Monday, October 17, 2022

Those hooves, those horns

A couple weeks ago, I heard the clip-clop of hooves on the gravel road below us. My first thought was, "Groan. Whose horse escaped?" We know from experience that trying to find the owner of loose horses is difficult.

But it wasn't a horse. It was a cow elk and her calf.

(Here's the calf.)

Mama was looking for a spot to jump the fence, which she did quite easily.

But poor Junior was flummoxed by how to get to the other side.

There was a wall of blackberry bushes as well as rose bushes, and he couldn't figure out how to breach this impenetrable barrier. He trotted back and forth in agitation.

Meanwhile, with seeming unconcern, Mama made her way across the pasture.

Junior was getting more and more agitated.

Finally he pushed/shoved/jumped/struggled through the barrier and went racing into the field.

Then he had to stop and look around. Where's Mama?

There she is! Wait for me!

And he disappeared from sight.

Then, day before yesterday, I took Mr. Darcy for his evening walk. The sun had already set and it was dusky. I looked up and saw this:

This beautiful bull stood in imperturbable majesty, simply watching Mr. Darcy and me. (It's worth noting that Darcy didn't even see him.
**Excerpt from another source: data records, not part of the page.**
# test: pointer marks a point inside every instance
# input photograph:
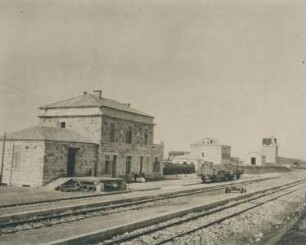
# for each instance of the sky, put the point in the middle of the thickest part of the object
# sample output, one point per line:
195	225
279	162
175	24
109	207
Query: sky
228	69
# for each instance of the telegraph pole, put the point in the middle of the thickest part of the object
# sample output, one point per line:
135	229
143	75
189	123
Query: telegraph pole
2	160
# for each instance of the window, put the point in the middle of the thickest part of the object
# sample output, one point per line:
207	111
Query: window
156	165
141	165
128	162
253	160
16	156
112	132
107	164
145	136
128	135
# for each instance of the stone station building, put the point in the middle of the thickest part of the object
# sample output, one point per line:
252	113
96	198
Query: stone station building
98	137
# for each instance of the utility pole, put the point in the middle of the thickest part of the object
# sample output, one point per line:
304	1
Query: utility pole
2	160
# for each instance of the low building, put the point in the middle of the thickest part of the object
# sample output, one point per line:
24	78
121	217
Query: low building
269	148
125	135
84	135
207	149
37	155
173	154
255	159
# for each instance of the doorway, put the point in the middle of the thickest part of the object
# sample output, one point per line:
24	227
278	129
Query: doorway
253	160
71	162
114	167
141	166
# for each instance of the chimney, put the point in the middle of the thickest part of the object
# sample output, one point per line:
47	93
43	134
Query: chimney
100	93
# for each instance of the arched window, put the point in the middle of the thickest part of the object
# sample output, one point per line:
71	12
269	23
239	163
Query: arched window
112	132
146	137
129	135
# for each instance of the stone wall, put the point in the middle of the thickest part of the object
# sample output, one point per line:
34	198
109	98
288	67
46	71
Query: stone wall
25	166
121	126
89	126
136	150
271	153
56	156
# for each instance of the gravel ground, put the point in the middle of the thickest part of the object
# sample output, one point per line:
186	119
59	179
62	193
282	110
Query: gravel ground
247	228
250	227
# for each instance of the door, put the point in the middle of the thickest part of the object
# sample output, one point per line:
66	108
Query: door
141	166
114	167
128	162
253	160
71	162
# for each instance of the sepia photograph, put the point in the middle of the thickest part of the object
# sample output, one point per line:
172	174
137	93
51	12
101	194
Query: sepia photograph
152	122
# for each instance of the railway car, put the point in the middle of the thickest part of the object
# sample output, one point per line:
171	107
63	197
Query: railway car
209	171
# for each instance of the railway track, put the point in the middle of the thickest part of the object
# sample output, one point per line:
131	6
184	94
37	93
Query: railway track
170	231
96	196
39	218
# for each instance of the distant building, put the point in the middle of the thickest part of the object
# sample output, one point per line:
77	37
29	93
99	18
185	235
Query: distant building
269	156
207	149
270	149
173	154
123	139
255	159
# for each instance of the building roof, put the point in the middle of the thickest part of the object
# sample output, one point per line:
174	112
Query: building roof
254	153
207	141
90	100
187	156
48	133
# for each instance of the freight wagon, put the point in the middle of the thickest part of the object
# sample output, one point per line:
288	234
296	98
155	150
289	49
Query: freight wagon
209	171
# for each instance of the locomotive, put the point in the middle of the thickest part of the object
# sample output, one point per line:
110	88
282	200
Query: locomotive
209	171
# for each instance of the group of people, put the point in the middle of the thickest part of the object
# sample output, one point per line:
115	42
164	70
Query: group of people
139	177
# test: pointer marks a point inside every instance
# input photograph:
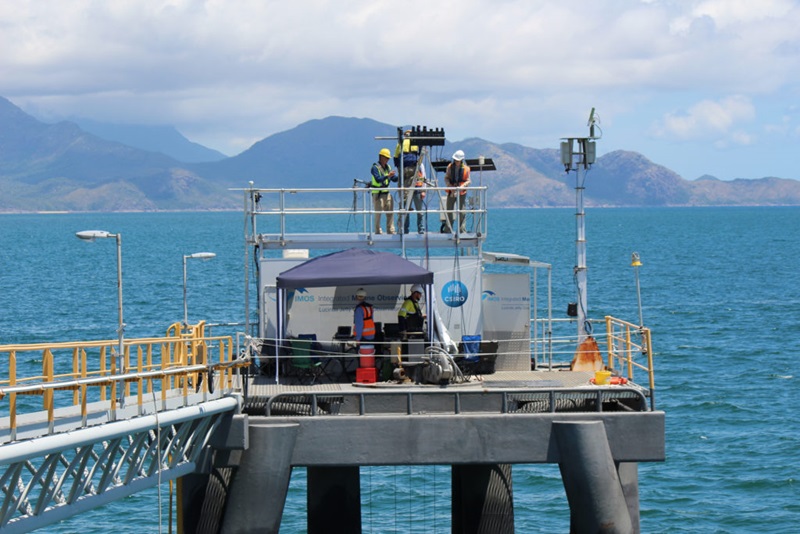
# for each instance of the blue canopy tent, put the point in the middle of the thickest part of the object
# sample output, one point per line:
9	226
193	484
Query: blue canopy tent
351	267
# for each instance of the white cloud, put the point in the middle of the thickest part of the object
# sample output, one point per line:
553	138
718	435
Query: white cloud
707	119
229	73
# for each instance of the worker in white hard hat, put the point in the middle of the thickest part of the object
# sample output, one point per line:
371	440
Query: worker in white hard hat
409	316
382	174
456	178
363	314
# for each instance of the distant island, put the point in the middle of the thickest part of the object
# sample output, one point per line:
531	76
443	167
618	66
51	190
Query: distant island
66	167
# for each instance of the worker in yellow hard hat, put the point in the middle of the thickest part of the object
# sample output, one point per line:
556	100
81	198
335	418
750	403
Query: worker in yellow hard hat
382	174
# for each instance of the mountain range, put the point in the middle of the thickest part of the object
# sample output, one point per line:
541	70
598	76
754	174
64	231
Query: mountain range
87	166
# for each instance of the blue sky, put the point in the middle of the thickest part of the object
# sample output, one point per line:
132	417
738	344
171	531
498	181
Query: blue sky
700	86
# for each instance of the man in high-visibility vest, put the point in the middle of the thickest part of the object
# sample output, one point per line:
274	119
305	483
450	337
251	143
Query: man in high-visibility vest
382	174
413	180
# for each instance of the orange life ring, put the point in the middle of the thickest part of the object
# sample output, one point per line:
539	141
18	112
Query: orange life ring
614	381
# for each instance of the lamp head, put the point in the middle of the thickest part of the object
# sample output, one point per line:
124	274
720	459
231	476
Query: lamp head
91	235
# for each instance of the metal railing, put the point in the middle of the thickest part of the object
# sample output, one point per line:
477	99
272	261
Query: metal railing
82	376
629	348
351	209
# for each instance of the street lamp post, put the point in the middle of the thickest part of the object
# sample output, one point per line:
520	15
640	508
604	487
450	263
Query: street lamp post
91	235
199	256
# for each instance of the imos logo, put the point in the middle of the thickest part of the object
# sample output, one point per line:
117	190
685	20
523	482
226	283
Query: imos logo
454	293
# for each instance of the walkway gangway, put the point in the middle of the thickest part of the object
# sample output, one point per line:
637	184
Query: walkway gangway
82	448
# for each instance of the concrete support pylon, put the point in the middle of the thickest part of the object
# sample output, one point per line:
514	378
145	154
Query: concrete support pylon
258	491
596	500
334	500
483	499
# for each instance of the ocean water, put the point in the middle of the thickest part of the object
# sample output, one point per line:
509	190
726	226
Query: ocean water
719	289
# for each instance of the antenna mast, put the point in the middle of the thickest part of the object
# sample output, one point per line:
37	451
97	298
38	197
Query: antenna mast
578	154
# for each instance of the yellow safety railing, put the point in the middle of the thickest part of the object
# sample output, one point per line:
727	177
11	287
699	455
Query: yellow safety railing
629	349
84	372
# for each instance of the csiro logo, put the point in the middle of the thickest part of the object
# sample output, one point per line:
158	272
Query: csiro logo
454	293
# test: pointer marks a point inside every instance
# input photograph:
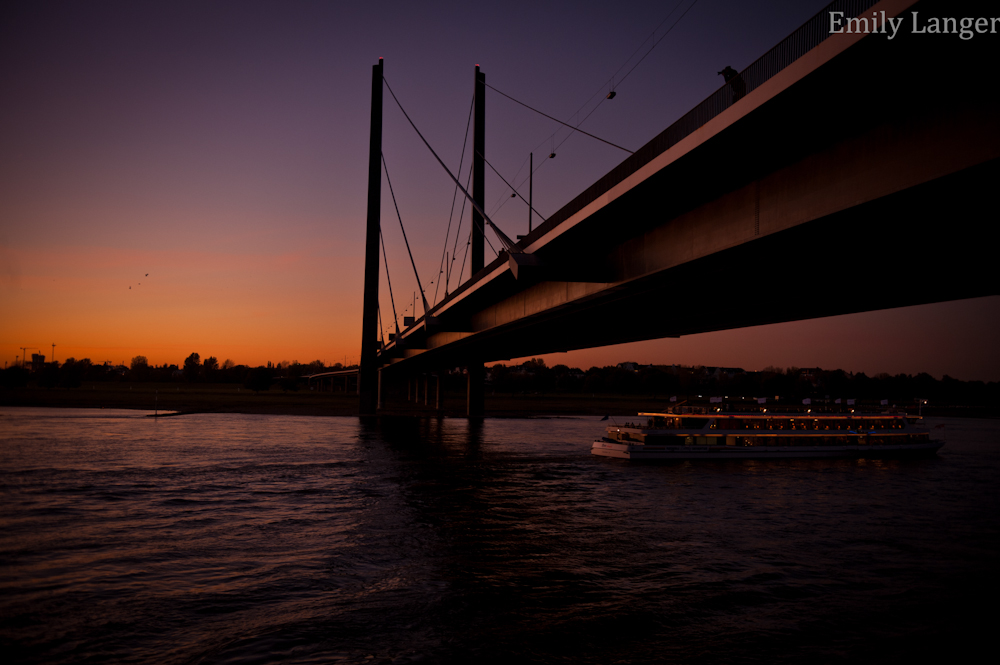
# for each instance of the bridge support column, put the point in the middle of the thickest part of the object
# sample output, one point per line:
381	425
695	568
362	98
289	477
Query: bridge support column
368	368
476	393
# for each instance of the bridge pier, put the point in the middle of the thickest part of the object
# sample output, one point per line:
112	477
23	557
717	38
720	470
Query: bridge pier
475	391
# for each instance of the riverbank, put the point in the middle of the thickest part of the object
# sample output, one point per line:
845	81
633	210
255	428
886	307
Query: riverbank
229	398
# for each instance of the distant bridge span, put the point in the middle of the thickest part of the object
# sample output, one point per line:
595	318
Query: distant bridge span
858	177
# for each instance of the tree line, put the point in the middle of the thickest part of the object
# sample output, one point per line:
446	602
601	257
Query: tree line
534	376
631	378
72	373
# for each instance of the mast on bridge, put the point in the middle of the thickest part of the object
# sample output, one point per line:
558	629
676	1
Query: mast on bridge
476	391
368	370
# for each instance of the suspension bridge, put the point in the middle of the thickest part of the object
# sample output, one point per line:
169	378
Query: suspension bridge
838	173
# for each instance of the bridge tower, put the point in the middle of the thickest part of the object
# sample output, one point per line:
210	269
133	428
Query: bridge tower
476	374
368	370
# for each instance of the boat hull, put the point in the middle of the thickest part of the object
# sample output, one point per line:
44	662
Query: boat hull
607	448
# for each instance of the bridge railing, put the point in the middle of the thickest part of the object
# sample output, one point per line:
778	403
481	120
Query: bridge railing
790	49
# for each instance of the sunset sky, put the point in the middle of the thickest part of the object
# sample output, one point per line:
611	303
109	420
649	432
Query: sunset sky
191	177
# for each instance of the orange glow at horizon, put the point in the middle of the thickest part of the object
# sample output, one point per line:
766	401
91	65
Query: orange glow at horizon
250	308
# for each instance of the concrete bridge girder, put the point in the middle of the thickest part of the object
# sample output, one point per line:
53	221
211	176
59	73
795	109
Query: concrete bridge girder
764	196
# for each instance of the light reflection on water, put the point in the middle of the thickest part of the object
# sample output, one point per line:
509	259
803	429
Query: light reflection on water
229	538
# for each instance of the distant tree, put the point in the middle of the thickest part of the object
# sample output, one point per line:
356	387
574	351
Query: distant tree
49	377
72	372
139	368
210	368
259	378
15	376
192	367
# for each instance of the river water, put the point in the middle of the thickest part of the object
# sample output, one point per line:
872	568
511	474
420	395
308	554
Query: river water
254	539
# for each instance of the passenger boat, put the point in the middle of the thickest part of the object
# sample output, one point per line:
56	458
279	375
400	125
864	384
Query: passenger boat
703	433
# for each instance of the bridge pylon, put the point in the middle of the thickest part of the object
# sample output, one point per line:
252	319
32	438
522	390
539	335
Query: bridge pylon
368	374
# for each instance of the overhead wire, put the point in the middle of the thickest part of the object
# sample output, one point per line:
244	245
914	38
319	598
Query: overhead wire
454	196
576	128
400	217
601	89
461	216
508	184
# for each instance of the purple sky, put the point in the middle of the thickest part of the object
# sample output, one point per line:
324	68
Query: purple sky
222	147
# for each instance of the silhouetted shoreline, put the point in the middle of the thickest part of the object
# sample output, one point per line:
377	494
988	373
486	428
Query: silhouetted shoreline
225	398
Go figure.)

I took several nearly identical photos, and then slowly continued down the road with Darcy (who still hadn't noticed the bull).

(By the way, this is why I try to always have my camera on hand whenever I set foot outdoors. I never know what I may see.)

Mr. Darcy and I moved farther away, watching this big boy as we went.

Gradually he disappeared from sight.

Interestingly, our neighbor's horse was watching the bull elk with great concentration. Shortly after taking this photo, she neighed and cantered to the other side of the pasture. My thought is she didn't like elk.

Incidentally I think this is the same elk I saw a few weeks ago in our pasture, eating apples off a tree. How do I know? Take a look at the bent-down tine on his left-hand rack.

Seeing as it's hunting season at the moment, my sincere hope is this beautiful animal doesn't end up as a trophy on someone's wall. He's much handsomer in the wild.

1 comment:

  1. Reminds me of the famous painting Monarch of the Glen.